Bosch (Gen 4 CX and earlier) — the power cable connector at the motor end is a known weak point. @JayOwen1982 had exactly this on a Kenevo, where the connector corroded and snapped on disconnection. Bosch's Mk3 cable upgrade addressed some of it. Repairable if you're handy — unclip the contact from the white connector and slide sealing heat shrink over the existing crimp.

Shimano EP801@digitale documented mid-ride shutoffs traced to the power cable connector, fixable by reseating the battery-to-motor connection. If yours is physically broken, Shimano dealers generally won't repair the connector — they replace the motor.

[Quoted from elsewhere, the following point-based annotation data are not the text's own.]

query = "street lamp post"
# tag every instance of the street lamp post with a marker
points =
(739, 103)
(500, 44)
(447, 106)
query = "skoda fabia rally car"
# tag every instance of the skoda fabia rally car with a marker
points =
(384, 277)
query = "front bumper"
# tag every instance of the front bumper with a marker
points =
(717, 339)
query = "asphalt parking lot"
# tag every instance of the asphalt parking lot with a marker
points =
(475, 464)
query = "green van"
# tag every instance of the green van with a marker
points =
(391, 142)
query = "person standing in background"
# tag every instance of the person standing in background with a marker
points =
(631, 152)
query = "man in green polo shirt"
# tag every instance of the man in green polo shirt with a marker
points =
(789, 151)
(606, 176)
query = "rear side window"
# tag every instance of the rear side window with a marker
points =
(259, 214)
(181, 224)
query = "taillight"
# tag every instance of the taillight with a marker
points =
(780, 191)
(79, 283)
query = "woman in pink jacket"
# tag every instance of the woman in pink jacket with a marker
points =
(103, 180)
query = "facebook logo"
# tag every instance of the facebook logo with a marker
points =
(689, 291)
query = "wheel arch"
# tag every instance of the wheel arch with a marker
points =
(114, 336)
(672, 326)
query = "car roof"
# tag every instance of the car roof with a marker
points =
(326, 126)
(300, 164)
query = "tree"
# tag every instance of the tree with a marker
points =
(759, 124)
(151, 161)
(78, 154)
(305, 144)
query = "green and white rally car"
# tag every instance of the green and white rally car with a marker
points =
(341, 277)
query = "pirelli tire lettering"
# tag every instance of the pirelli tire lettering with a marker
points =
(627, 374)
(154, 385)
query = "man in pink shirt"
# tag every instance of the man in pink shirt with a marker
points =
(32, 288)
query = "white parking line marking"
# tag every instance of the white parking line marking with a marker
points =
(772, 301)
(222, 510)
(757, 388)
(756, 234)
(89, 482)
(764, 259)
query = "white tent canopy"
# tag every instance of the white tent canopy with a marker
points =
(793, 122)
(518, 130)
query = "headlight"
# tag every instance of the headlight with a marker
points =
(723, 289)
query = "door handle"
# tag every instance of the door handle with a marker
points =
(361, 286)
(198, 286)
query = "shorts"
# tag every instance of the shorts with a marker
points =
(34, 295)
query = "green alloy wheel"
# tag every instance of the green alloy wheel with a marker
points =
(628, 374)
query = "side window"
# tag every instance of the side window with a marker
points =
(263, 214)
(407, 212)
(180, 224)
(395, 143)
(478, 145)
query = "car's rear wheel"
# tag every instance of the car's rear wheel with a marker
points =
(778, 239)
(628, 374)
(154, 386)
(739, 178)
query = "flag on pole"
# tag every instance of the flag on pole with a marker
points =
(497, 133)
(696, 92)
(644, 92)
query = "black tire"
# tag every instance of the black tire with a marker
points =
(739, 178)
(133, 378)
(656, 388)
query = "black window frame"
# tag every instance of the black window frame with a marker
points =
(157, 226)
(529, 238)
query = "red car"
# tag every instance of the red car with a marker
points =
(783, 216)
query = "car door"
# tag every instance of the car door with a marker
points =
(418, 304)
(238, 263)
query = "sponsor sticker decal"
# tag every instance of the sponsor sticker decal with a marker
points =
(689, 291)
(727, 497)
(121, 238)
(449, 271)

Yamaha (Giant SyncDrive)@andyb2 had a broken connector on the controller cable causing power cutouts. Giant's official line is motor replacement, but the connector itself can sometimes be re-pinned by a competent auto-electrician.

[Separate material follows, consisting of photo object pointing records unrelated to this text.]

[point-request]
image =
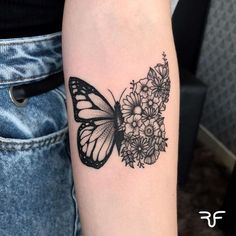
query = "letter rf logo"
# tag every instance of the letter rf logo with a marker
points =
(207, 216)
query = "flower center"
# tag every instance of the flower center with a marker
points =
(149, 131)
(145, 88)
(150, 102)
(137, 110)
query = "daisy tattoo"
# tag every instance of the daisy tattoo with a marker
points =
(135, 124)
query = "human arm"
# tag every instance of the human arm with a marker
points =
(108, 44)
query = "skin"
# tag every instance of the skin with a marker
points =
(108, 44)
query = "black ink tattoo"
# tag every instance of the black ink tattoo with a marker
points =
(134, 125)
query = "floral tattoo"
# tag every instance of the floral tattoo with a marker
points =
(135, 124)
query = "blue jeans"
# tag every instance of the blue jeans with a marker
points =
(36, 186)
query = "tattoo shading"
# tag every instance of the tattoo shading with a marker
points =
(135, 124)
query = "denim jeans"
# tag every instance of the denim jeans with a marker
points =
(36, 185)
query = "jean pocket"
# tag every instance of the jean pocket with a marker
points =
(36, 185)
(41, 115)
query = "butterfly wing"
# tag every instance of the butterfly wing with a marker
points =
(88, 103)
(96, 140)
(96, 134)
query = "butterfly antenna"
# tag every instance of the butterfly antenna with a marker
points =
(121, 95)
(112, 95)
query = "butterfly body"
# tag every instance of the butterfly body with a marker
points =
(119, 121)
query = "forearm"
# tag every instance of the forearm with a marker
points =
(108, 44)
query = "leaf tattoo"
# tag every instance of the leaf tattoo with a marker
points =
(135, 125)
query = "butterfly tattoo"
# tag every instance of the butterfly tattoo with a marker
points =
(134, 124)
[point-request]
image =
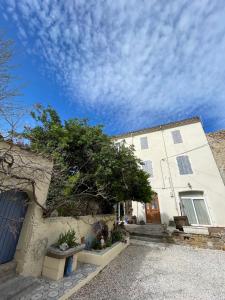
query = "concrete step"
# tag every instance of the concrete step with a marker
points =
(17, 286)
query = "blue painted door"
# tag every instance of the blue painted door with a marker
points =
(13, 206)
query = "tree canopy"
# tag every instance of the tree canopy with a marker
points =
(87, 164)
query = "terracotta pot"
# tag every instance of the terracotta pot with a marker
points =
(181, 221)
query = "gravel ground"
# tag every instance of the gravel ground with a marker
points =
(173, 272)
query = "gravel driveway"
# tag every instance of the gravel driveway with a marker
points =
(173, 272)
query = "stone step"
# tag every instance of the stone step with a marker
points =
(10, 266)
(149, 234)
(17, 286)
(7, 276)
(149, 239)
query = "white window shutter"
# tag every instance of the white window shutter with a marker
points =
(177, 138)
(144, 142)
(184, 165)
(147, 167)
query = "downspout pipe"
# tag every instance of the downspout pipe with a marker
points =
(169, 170)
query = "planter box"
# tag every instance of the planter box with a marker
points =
(102, 257)
(181, 221)
(54, 262)
(196, 230)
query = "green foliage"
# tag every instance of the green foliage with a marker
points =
(117, 235)
(108, 242)
(86, 163)
(96, 244)
(69, 237)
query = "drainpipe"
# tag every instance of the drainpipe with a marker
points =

Specialized 2.1/2.2 — Spesh's policy is famously "whole motor only," even for a £2 connector. Frustrating but consistent.

Brose/Bulls/Levo Gen 2 — similar story. Sealed unit mentality.

What to actually do

1. Photograph it before you touch anything. If it's under warranty, the dealer needs to see the original failure mode, not your repair attempt.

2. Check warranty status — most eMTB motors carry 2 years. Some brands (Bosch via dealer) have extended goodwill on known connector issues.

3. If out of warranty and you're competent with a soldering iron: the contacts inside the white Bosch-style plug can be released with a small pick, re-crimped or soldered, and sealed with adhesive heat shrink. Riders on here have done this successfully for years.

4. If you're not confident — Innotrace (UK) and a handful of independent specialists will repair connectors rather than swap whole motors. Worth a phone call before accepting a £900 motor quote from a main dealer.

One thing to rule out first: is it definitely the connector that's broken, or is the cable itself damaged further up? A 0.8mm internal cable break (as @ozzybmx found) looks identical from the outside but needs full motor removal.

What bike and motor is it, and is it inside warranty? I can get more specific from there.